Our objective is to rate someone’s skill (i.e., figure out what it is) and then report it (i.e., communicate our rating in a way other people will correctly understand). A common way to do this is to list the skills and levels:

Understanding
None Beginner Basic Good Advanced
Functions [ ] [ ] [ ] [ ] [ ]
Filter/Map [ ] [ ] [ ] [ ] [ ]
Immutability [ ] [ ] [ ] [ ] [ ]

The problem is that terms like “basic understanding” and “good understanding” mean different things to different people. Unless you operationalize these levels somehow, different evaluators will use the same term with different meanings. This isn’t a problem with a very small team who’ve worked together and have a shared (implicit) understanding of goals and levels, but as soon as you bring on someone who hasn’t been co-braining with you for ages, you’re in trouble.

Another way to approach this uses the four stages of understanding model. Given a concrete task like, “Learner uses filter/map in place of loops or other control strucures,” the evaluator rates the observed performance as:

  1. unconscious incompetence (i.e., doesn’t do it and doesn’t know that she should)

  2. conscious incompetence (knows she should but fumbles execution)

  3. conscious competence (does it, but has to check details and makes mistakes)

  4. unconscious competence (writes correct code from muscle memory)

Evaluators are more likely to agree with each other on these ratings, but it does depend on observing process rather than inspection of final result: you can’t distinguish conscious and unconscious competence by looking at a learner’s final code. For small cohorts, though, observation is feasible: evaluators can either watch over the learner’s shoulder, or have them record a short screencast of themselves programming and watch it at 5X.

This approach surfaces another issue that any kind of assessment has to deal with.

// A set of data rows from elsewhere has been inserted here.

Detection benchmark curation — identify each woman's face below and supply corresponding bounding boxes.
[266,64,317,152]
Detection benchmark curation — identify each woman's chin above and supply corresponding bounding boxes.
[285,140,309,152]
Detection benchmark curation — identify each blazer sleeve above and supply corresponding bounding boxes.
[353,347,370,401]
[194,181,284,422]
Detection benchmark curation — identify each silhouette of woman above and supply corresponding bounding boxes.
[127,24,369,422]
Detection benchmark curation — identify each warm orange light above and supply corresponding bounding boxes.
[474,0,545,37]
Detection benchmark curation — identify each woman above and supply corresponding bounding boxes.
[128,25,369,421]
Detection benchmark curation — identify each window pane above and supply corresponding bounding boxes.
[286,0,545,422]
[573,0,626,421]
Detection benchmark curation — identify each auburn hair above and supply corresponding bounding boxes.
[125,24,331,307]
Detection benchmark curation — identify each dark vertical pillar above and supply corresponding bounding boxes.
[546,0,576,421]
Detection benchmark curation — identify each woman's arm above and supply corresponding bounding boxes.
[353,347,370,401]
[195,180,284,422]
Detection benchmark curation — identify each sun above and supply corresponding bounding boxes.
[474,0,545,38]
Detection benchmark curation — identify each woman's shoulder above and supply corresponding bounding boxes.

The three topics in the table shown earlier were “functions”, “filter/map”, and “immutability”. The first two are straightforward to operationalize: does the learner break her code into small, self-contained functions, and use filter and map instead of loops and conditionals? The third is a lot harder to fit into this framework. “Learner uses const instead of let” is a sign of understanding, but hardly the whole story. Requiring assessors to operationalize what they mean–i.e., to be specific about what learners are doing to signal what they understand–forces the assessors to think carefully about what they actually mean. Sitting here right now, I honestly don’t know how I would tell how well you understood the concept of immutability, which in turn means that I’m probably shouldn’t be trying to put a label on your understanding yet.